In the world of investing, the name Warren Buffett is synonymous with success and prosperity. Learn how Warren Buffett did it—and how you can too.
Building from the ground up, Buffett chose wisely and picked his stocks with care, in turn amassing the huge fortune for which he is now famous. Mary Buffett, former daughter-in-law of this legendary financial genius and a successful businesswoman in her own right, has teamed up with noted Buffettologist David Clark to create Buffettology, a one-of-a-kind investment guide that explains the winning strategies of the master.

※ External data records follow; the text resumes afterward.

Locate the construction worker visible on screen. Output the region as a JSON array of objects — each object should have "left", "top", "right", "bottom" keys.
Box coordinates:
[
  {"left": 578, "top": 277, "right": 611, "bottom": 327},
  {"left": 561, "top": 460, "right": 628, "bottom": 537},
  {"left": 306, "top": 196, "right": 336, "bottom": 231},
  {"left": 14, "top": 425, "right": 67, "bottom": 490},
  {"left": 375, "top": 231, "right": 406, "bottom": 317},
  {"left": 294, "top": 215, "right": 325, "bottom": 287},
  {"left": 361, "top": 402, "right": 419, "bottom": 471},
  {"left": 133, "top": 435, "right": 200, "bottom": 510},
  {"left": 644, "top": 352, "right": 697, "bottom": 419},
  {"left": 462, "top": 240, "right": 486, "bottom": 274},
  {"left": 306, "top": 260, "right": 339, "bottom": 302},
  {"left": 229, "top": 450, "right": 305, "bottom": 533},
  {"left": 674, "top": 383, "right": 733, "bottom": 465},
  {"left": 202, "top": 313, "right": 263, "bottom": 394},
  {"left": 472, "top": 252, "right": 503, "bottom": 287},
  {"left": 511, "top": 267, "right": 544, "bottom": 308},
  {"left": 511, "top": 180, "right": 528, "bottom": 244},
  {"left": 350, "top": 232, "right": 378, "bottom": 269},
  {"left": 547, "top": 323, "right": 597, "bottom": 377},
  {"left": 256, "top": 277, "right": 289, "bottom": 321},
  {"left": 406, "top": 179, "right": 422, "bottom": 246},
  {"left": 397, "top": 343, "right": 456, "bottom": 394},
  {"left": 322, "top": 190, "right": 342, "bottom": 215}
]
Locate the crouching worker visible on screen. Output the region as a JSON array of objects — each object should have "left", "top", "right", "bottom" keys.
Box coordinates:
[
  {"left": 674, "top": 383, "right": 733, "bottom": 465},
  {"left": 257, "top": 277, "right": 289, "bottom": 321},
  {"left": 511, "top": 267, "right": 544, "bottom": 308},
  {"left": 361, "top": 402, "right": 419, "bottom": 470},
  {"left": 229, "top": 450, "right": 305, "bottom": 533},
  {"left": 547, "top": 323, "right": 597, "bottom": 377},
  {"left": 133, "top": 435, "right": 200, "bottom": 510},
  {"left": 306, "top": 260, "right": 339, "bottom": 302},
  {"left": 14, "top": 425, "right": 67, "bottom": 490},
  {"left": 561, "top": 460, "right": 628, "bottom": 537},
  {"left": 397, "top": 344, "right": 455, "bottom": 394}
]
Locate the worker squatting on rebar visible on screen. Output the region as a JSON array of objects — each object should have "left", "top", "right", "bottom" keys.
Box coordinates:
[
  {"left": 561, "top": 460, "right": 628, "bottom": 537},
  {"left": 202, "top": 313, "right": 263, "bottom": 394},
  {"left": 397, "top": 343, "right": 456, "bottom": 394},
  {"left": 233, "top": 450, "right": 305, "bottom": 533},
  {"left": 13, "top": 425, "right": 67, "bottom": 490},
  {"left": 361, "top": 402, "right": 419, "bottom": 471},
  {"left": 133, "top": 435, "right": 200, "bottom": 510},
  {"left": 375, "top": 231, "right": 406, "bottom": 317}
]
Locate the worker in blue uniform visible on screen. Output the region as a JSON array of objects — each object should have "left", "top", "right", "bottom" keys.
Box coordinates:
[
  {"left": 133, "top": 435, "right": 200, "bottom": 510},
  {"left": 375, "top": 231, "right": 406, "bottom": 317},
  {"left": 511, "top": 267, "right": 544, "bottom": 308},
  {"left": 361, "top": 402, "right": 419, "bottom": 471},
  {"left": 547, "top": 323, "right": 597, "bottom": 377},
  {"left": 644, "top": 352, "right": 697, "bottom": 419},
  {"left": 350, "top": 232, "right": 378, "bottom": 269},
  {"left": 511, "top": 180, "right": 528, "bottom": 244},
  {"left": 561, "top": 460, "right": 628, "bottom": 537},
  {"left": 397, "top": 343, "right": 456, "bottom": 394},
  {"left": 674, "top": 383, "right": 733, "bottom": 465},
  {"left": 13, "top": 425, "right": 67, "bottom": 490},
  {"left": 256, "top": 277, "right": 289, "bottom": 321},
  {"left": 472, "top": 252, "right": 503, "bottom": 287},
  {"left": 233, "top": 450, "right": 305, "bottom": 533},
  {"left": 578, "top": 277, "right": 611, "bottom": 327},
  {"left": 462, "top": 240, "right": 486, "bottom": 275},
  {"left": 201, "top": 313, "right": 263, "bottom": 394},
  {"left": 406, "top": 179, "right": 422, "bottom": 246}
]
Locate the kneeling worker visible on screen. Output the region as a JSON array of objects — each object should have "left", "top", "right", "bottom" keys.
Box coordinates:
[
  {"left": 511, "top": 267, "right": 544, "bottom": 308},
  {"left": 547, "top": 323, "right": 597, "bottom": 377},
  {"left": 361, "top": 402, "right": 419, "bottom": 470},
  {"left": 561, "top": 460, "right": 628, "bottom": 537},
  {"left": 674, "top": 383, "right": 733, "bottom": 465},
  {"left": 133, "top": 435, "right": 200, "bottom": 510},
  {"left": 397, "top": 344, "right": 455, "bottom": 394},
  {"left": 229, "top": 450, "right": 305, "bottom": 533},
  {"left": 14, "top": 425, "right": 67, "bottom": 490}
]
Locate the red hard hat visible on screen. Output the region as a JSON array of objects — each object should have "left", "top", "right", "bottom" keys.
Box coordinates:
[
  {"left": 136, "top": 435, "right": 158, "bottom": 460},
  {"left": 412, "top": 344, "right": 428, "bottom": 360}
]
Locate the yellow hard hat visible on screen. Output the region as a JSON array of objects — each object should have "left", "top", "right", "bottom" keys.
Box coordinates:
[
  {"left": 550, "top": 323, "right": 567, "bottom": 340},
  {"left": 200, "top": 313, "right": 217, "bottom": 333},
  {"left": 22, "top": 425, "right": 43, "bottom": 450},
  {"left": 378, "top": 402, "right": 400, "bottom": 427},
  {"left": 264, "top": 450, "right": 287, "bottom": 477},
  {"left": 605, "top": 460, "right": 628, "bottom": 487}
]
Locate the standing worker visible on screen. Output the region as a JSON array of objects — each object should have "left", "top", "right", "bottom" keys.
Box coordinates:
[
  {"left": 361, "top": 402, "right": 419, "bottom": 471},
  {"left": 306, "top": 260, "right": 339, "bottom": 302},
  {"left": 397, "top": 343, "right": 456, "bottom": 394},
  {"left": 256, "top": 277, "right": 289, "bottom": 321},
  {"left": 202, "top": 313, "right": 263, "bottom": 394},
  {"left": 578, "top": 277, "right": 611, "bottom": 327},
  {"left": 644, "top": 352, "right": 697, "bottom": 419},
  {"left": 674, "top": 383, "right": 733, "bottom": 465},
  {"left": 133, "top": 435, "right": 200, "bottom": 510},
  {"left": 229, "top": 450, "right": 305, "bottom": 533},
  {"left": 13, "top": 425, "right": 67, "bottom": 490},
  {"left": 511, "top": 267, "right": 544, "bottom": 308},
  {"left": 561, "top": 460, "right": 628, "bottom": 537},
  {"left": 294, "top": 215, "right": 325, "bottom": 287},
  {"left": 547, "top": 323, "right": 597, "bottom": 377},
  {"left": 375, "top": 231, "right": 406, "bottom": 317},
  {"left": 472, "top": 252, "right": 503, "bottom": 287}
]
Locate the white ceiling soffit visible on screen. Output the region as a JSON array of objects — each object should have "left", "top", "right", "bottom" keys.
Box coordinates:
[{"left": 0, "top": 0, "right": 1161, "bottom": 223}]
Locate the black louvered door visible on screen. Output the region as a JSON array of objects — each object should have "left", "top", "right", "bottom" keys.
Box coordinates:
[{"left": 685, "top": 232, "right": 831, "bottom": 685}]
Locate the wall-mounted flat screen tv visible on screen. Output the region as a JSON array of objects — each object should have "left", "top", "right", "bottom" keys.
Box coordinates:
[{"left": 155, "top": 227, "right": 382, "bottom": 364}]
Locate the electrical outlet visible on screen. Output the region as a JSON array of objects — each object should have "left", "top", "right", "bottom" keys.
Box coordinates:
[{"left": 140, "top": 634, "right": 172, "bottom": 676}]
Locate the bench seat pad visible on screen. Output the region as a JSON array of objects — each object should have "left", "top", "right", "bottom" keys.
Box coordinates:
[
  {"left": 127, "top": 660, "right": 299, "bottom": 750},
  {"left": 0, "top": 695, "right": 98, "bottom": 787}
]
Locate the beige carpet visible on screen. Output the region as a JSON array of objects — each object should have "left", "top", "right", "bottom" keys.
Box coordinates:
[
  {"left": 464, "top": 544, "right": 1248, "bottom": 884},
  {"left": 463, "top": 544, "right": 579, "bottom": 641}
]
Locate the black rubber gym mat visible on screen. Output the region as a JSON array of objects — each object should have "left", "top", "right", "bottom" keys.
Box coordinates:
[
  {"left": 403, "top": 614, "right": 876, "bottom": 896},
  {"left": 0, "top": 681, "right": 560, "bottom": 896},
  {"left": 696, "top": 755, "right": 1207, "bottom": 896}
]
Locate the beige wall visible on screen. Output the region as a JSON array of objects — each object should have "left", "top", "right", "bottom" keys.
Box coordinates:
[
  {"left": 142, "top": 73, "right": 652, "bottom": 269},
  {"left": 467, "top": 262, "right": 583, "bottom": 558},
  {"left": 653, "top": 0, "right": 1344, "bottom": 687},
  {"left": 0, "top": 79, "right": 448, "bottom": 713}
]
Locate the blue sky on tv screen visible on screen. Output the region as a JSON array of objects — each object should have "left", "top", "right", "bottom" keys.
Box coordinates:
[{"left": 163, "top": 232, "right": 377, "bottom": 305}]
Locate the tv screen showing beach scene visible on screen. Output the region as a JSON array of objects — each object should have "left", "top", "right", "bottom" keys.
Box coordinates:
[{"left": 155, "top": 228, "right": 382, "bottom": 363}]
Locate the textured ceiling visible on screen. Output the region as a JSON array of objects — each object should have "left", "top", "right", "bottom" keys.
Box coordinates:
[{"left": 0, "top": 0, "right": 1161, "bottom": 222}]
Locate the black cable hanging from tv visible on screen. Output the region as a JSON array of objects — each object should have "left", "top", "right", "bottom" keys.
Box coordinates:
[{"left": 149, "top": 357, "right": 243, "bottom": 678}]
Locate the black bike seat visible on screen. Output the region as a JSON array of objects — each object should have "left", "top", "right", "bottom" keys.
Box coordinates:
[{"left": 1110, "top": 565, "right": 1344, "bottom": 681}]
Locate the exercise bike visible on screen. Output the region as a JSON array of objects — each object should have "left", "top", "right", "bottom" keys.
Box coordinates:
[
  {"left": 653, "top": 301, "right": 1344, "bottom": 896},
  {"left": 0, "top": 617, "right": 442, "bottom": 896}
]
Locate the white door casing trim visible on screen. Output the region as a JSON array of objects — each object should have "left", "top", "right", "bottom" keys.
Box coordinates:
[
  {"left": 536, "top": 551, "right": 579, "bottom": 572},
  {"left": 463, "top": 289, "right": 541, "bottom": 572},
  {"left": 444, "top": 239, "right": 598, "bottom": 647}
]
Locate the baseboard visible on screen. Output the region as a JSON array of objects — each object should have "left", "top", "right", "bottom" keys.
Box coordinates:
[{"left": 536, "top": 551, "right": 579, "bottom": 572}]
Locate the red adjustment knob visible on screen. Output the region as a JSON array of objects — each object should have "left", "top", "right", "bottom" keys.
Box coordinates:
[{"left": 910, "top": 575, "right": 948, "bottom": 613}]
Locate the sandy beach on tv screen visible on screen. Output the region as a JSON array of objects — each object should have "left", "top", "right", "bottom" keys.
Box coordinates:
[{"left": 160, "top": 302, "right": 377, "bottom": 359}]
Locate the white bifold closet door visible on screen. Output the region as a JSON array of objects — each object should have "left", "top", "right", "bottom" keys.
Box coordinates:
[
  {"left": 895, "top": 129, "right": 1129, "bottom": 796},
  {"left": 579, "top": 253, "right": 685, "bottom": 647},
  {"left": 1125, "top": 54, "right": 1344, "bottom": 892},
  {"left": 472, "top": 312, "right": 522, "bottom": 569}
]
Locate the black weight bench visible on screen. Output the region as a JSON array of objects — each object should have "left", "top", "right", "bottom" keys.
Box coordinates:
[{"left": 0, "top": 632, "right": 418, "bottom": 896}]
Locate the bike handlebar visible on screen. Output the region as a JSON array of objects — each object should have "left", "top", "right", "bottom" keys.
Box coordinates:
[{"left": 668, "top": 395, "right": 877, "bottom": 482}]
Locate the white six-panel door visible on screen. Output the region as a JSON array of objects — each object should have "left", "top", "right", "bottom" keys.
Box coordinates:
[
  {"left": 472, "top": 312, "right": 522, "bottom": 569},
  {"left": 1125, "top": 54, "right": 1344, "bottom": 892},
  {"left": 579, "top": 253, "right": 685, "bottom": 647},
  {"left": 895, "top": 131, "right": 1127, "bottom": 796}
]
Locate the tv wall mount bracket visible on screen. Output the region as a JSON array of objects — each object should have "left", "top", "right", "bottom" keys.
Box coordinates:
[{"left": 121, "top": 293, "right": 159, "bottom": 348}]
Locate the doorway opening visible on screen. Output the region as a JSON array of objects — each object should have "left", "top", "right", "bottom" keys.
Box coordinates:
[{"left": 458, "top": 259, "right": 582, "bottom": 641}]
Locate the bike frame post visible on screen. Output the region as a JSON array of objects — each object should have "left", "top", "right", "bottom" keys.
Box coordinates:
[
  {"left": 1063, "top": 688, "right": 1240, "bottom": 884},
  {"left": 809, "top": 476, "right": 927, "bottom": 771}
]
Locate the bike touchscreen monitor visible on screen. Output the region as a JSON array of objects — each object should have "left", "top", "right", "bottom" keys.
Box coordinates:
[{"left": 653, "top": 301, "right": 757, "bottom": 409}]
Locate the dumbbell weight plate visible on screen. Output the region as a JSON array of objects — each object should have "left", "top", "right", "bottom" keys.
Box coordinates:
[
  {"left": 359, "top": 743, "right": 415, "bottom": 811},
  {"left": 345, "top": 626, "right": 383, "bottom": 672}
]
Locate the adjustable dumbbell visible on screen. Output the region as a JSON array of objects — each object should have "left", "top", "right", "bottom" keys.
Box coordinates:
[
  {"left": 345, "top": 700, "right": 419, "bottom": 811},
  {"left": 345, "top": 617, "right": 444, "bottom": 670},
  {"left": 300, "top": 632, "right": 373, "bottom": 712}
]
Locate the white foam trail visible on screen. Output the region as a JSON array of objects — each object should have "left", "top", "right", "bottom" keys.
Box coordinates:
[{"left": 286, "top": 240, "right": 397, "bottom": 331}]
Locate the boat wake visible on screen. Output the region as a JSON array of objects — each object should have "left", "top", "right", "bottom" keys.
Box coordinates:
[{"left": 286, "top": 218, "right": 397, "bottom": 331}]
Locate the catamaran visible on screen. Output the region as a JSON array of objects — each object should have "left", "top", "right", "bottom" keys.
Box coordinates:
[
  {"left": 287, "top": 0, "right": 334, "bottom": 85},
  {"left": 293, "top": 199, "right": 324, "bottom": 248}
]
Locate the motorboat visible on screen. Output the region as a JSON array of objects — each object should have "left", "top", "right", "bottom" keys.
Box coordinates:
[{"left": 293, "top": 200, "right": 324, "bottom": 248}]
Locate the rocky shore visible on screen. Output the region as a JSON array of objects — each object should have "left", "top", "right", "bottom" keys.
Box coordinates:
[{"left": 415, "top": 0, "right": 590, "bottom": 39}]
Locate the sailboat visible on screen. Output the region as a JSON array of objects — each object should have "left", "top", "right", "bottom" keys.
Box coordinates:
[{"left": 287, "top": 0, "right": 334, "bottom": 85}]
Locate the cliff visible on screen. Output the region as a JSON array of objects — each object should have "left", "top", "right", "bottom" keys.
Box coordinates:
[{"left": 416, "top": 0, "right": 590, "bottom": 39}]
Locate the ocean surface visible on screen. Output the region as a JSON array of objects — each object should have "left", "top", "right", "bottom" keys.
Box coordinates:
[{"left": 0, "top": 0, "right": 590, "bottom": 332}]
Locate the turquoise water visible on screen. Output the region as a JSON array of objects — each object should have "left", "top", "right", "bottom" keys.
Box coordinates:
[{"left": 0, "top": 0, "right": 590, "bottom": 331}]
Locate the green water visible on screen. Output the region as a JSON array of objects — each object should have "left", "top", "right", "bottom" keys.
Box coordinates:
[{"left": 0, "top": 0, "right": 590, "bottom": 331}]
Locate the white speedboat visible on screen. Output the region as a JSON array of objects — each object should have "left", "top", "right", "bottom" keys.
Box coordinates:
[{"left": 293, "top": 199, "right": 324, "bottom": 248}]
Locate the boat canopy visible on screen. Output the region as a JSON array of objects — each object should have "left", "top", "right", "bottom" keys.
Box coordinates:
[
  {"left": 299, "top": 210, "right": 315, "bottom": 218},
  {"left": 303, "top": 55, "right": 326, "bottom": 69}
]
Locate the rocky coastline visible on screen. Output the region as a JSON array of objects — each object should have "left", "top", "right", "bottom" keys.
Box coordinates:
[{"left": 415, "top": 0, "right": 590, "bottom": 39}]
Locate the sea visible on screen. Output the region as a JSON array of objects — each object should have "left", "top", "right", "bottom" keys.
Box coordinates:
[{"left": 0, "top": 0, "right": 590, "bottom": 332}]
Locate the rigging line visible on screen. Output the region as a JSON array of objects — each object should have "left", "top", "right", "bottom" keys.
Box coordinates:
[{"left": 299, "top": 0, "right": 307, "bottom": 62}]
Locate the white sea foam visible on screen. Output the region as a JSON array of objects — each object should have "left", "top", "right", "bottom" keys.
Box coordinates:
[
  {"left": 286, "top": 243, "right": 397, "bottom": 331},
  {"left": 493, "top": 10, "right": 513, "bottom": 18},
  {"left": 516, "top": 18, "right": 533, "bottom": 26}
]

* Learn how to approach investing the way Buffett does, based on the authors' firsthand knowledge of the secrets that have made Buffett the world's second wealthiest man
* Use Buffett's proven method of investing in stocks that will continue to grow over time
* Master the straightforward mathematical equipments that assist Buffett in making investments
* Examine the kinds of companies that capture Buffett's interest, and learn how you can use this information to make your own investment choices of the future
Complete with profiles of fifty-four "Buffett companies" -- companies in which Buffett has invested and which the authors believe he continues to follow -- Buffettology can show any investor, from beginner to savvy pro, how to create a profitable portfolio.
For decades, Warren Buffet has been a nearly heroic figure of finance, whose strategy turned an initial $105,000 investment into a $16-billion fortune and whose publicly traded holding company, Berkshire-Hathaway, rose from a $450-per-share price in the 1980s to $36,000 in 1997. Here, Buffet's former daughter-in-law, a CEO of Superior Assembly, with a 30-year friend of the family, who is an Omaha portfolio analyst and lawyer, tells all. Buffet scorns speculative stock-market hype. He buys--at a carefully researched favorable price--a 100% or partial interest in companies having "intrinsic value" and a logical pattern of growth as a virtual consumer monopoly based on need (e.g., GE) or common acceptance (e.g., Coca-Cola) financed tax-free by undistributed earnings. Guidance is given here on researching a company's intrinsic value and management competence, making stock-price downturns into buying opportunities, taking account of inflation taxation considerations, and the tantalizing question of when to sell. Most interesting is the authors' closing rundown of "Warren's" specific holdings and how they grew.